Critique : Vacances à Venise

Nicolas Thys | 4 juillet 2011
Nicolas Thys | 4 juillet 2011
Dans la filmographie de David Lean, Summertime est bel et bien à part. Mélodrame flamboyant à l'allure classique, il se situe au croisement des deux périodes, britannique et américaine, de l'un des plus importants cinéastes anglais de sa génération. En 1954, quand le film sort, Lean, qui a débuté monteur pour Michael Powell ou Anthony Asquith, est déjà célèbre pour des réalisations comme Brève rencontre ou pour ses adaptations de Dickens mais Summertime va opérer une rupture, un point de flottement entre deux moments aussi importants l'un que l'autre bien que différents. Il va changer de style et d'horizon.

Du territoire britannique, il va passer à l'Italie avant d'embarquer définitivement pour Hollywood. Il part en terrain neutre tourner à Venise un film anglo-américain avec une américaine pratiquement quinquagénaire dont la carrière au cinéma est un peu sur le déclin, Katharine Hepburn, et un italien qu'on reverra souvent à Hollywood, Rossano Brazzi, l'amant romantique par excellence, héros d'un autre mélo flamboyant deux ans plus tard, Les Amants de Salzbourg de Douglas Sirk avec June Allyson cette fois.

D'une histoire assez classique en apparence, déjà il va tirer un film grave et dur sur l'amour à un âge avancé et, même si certains dialogues résonnent de manière convenues, d'autres passages montrent que le code Hayes ne s'applique pas encore réellement pour Lean. L'histoire pourra paraître, pour l'époque, amorale, valorisant le libertinage, avec des allusions sexuelles plus fortes que dans les films du même genre. Et c'est finalement à un film militant pour la cause de la femme indépendante que nous avons droit, même si évidemment il est bon de se remettre dans le contexte culturel et social de l'époque.
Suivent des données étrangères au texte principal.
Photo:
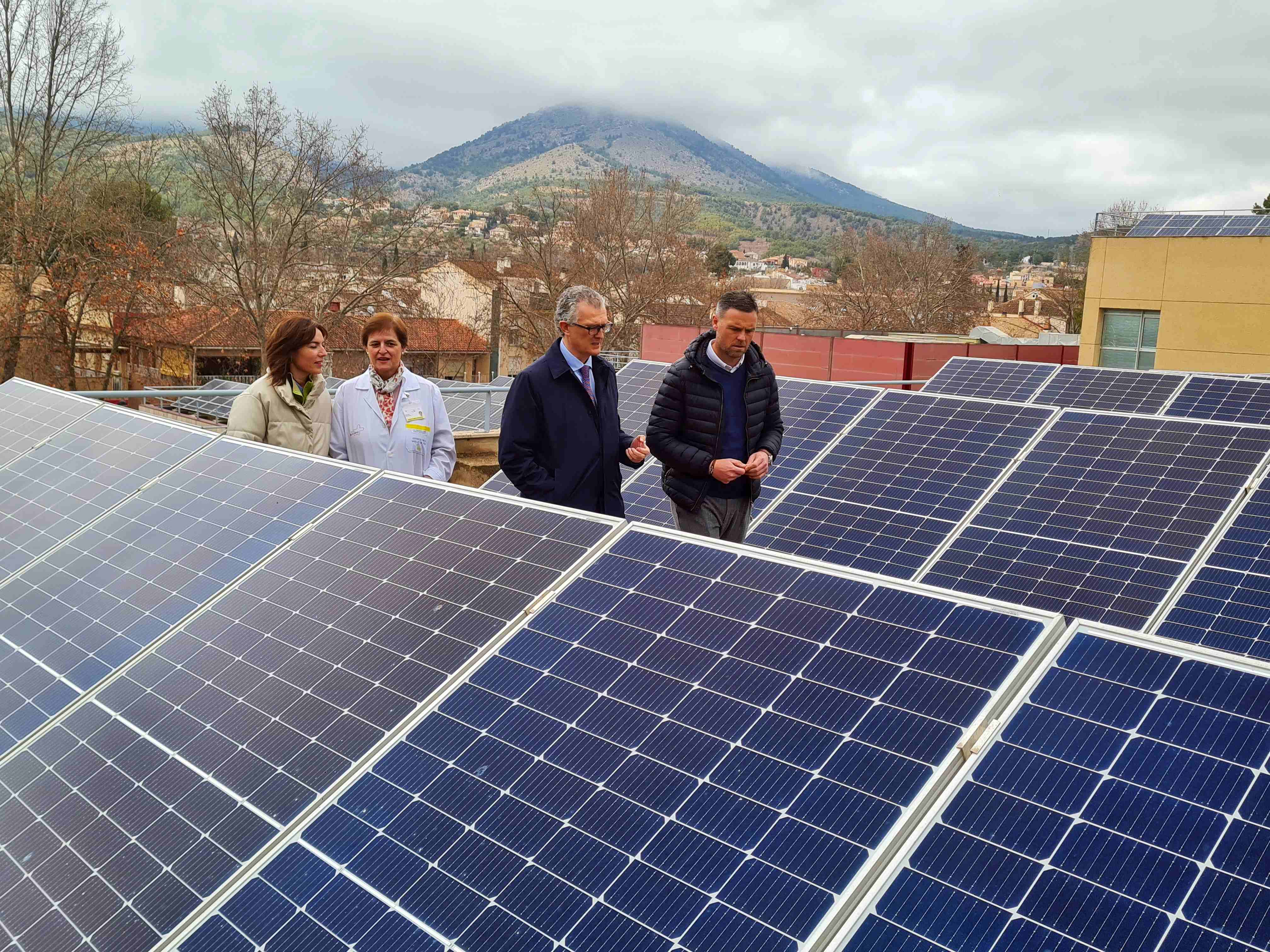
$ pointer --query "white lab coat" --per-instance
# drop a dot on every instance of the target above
(421, 441)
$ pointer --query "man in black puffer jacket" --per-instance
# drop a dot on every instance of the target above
(717, 424)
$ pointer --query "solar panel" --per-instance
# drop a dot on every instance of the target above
(31, 413)
(88, 607)
(1100, 518)
(144, 802)
(895, 487)
(1226, 604)
(638, 384)
(994, 380)
(1123, 808)
(1192, 225)
(815, 413)
(1223, 399)
(1110, 389)
(673, 751)
(81, 473)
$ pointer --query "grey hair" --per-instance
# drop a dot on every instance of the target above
(567, 305)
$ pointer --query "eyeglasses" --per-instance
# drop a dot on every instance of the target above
(595, 329)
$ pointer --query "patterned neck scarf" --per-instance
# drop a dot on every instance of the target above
(386, 393)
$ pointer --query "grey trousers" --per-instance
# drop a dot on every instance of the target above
(717, 518)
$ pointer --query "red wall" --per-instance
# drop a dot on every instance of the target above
(853, 359)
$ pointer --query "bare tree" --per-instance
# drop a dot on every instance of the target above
(294, 215)
(915, 280)
(64, 81)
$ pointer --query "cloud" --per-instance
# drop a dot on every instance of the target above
(1028, 116)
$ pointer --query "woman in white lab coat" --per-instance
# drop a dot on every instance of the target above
(389, 417)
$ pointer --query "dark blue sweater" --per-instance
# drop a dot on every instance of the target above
(732, 445)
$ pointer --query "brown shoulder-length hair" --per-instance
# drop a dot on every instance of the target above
(381, 322)
(285, 341)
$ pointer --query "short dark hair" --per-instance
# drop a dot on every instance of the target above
(289, 337)
(736, 301)
(383, 322)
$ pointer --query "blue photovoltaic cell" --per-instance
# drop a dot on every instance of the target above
(637, 386)
(990, 380)
(1223, 399)
(97, 462)
(141, 804)
(30, 413)
(1101, 517)
(893, 488)
(815, 413)
(1192, 225)
(1116, 841)
(91, 606)
(1227, 605)
(630, 774)
(1109, 389)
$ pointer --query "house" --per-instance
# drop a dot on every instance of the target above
(1028, 316)
(473, 291)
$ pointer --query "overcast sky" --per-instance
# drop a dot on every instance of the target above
(1024, 116)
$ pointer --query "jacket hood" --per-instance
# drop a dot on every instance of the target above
(696, 354)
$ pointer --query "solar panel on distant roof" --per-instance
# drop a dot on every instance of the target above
(1222, 399)
(892, 489)
(643, 765)
(1193, 225)
(1110, 389)
(81, 473)
(993, 380)
(1101, 516)
(31, 413)
(1124, 808)
(88, 607)
(813, 412)
(149, 798)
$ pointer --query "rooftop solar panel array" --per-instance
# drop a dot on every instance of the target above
(689, 745)
(1227, 604)
(31, 413)
(1101, 517)
(144, 802)
(1222, 399)
(1110, 389)
(1126, 808)
(895, 487)
(92, 605)
(64, 484)
(1192, 225)
(993, 380)
(813, 412)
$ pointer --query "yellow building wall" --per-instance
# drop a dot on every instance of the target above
(1213, 296)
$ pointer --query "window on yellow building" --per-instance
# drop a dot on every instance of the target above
(1130, 339)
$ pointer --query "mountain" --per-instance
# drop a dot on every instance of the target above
(568, 141)
(571, 143)
(844, 195)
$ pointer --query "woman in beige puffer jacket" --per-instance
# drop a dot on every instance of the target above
(290, 405)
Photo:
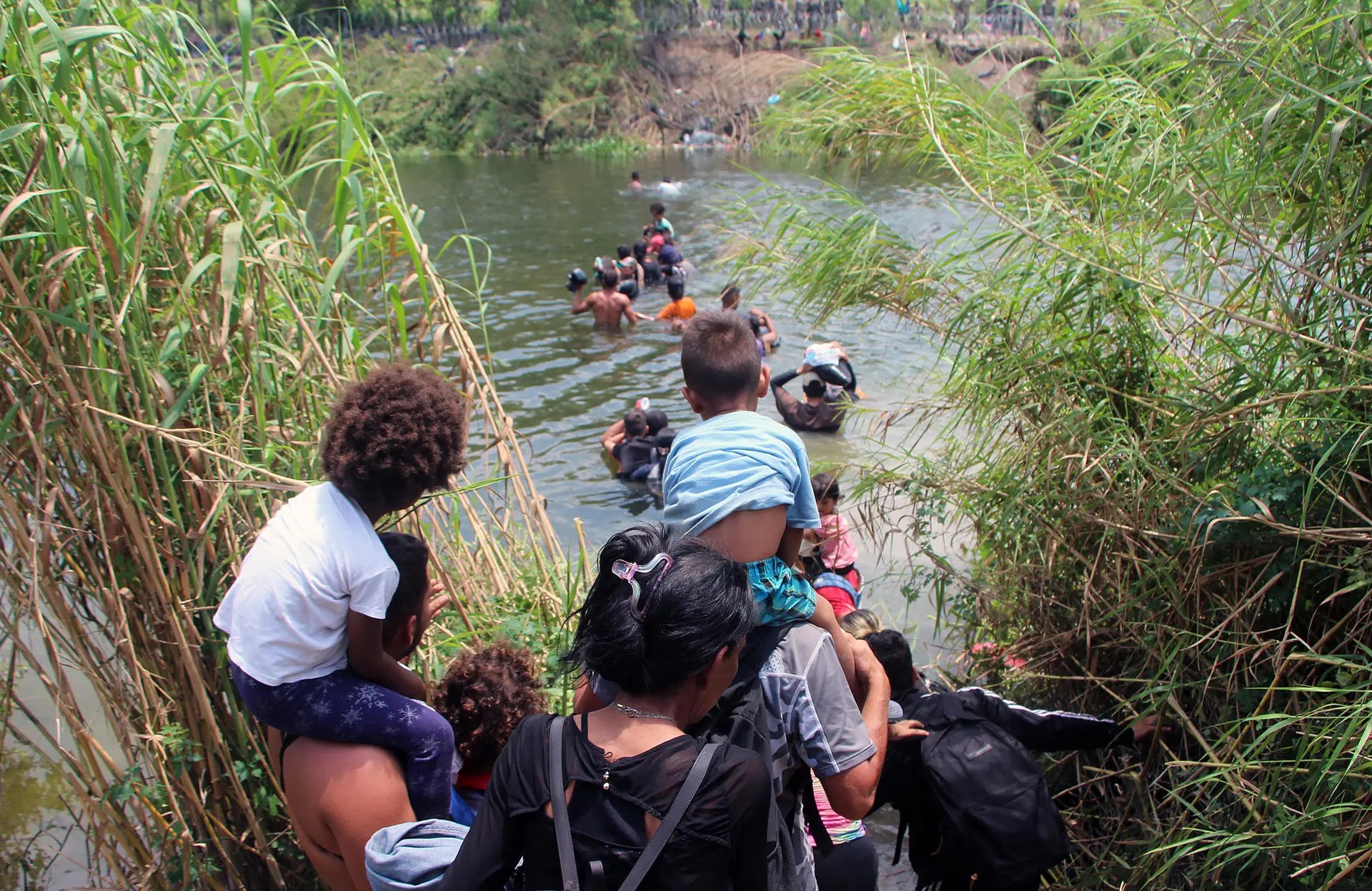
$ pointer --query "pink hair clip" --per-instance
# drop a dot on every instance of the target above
(627, 572)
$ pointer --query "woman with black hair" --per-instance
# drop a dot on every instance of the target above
(665, 622)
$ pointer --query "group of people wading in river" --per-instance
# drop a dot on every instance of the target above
(737, 713)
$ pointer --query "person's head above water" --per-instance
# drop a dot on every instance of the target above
(394, 436)
(825, 487)
(720, 364)
(404, 624)
(892, 651)
(484, 694)
(635, 424)
(656, 420)
(663, 617)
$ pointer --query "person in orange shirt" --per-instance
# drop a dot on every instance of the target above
(681, 307)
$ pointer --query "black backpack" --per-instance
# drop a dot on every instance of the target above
(983, 801)
(740, 718)
(638, 868)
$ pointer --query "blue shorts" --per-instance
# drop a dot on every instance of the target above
(781, 594)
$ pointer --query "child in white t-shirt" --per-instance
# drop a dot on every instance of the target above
(305, 617)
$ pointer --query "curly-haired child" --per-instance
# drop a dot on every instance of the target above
(484, 694)
(305, 615)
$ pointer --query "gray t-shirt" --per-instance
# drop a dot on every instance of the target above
(812, 721)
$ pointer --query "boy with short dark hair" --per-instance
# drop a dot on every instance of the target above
(740, 481)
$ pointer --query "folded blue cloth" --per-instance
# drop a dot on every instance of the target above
(412, 856)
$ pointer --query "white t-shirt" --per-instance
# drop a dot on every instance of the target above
(287, 612)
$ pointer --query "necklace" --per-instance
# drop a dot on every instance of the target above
(635, 713)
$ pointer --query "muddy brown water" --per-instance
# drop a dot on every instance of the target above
(563, 381)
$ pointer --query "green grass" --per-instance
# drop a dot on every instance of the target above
(1155, 409)
(174, 332)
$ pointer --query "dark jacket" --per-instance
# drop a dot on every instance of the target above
(825, 418)
(1038, 731)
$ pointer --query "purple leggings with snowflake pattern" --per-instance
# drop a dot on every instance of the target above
(346, 709)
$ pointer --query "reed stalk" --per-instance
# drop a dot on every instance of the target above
(197, 252)
(1155, 417)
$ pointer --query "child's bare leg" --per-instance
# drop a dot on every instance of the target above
(826, 619)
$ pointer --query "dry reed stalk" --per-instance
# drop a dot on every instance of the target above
(173, 335)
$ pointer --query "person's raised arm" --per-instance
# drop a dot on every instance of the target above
(369, 661)
(1046, 731)
(852, 792)
(614, 436)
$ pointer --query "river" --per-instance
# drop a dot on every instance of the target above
(565, 381)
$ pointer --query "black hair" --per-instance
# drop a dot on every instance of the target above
(692, 610)
(635, 423)
(395, 434)
(892, 651)
(825, 487)
(656, 420)
(720, 356)
(411, 558)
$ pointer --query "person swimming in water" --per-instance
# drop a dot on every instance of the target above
(607, 305)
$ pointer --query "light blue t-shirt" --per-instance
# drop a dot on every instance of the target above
(737, 462)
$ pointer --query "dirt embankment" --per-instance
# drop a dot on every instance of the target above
(702, 80)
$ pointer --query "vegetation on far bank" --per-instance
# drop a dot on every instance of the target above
(174, 330)
(1157, 409)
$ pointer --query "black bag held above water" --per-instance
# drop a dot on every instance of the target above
(563, 828)
(995, 815)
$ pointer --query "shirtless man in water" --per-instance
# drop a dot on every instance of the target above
(339, 794)
(607, 305)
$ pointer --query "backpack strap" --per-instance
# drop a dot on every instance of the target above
(557, 798)
(900, 837)
(674, 816)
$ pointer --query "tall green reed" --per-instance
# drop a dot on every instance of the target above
(198, 250)
(1155, 407)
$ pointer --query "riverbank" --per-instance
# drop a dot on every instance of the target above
(638, 92)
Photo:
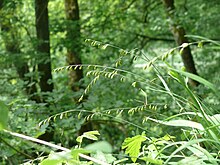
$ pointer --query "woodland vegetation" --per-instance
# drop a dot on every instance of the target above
(109, 82)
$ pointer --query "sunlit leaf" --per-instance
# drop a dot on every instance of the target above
(3, 115)
(132, 146)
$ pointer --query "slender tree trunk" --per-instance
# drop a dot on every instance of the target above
(44, 59)
(73, 40)
(43, 46)
(179, 36)
(13, 47)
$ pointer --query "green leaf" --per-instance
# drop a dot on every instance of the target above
(151, 160)
(51, 162)
(76, 151)
(89, 135)
(103, 146)
(3, 116)
(196, 78)
(133, 145)
(57, 158)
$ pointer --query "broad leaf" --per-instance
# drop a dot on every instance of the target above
(133, 145)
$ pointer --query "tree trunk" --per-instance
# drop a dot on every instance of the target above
(179, 36)
(43, 46)
(73, 40)
(44, 60)
(13, 47)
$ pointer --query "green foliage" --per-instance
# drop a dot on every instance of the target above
(3, 116)
(133, 146)
(136, 86)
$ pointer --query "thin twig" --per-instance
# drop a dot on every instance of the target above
(54, 146)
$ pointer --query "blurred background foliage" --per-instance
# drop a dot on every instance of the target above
(126, 24)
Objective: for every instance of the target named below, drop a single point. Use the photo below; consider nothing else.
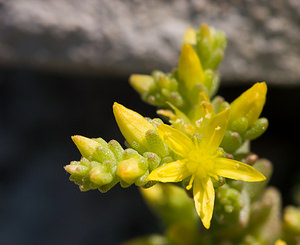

En expatrié, et à la recherche d'un renouveau, Lean ne cherche pas ici à s'approprier le paysage comme s'il le possédait depuis une éternité. En suivant pas à pas une touriste dans une ville inconnue, avec sa caméra légère et ses quelques déambulations, c'est à la découverte d'une ville qu'il nous invite, et à la recherche de lui-même comme l'actrice est à la recherche d'elle-même. La mise en abyme est facile mais elle est pourtant si lucide. Lean et son protagoniste ont le même âge, la même envie de se poser et de réfléchir sur eux-même et le même désir de changement. Ce film sera les vacances d'un réalisateur entre deux mondes.

Du noir et blanc, auquel il était habitué auparavant, il passe à un flamboiement impromptu, un technicolor d'une beauté à couper le souffle qui magnifie encore ces instants de découverte et de recherche du bonheur. En voguant entre l'ostentatoire des lieux, jusqu'aux clichés des touristes américains, et l'intime des situations, la scène du balcon entre le peintre et la propriétaire par exemple, Lean prépare sa nouvelle carrière, son éclosion prochaine. Chenille sur le point de devenir papillon, Summertime est sa chrysalide.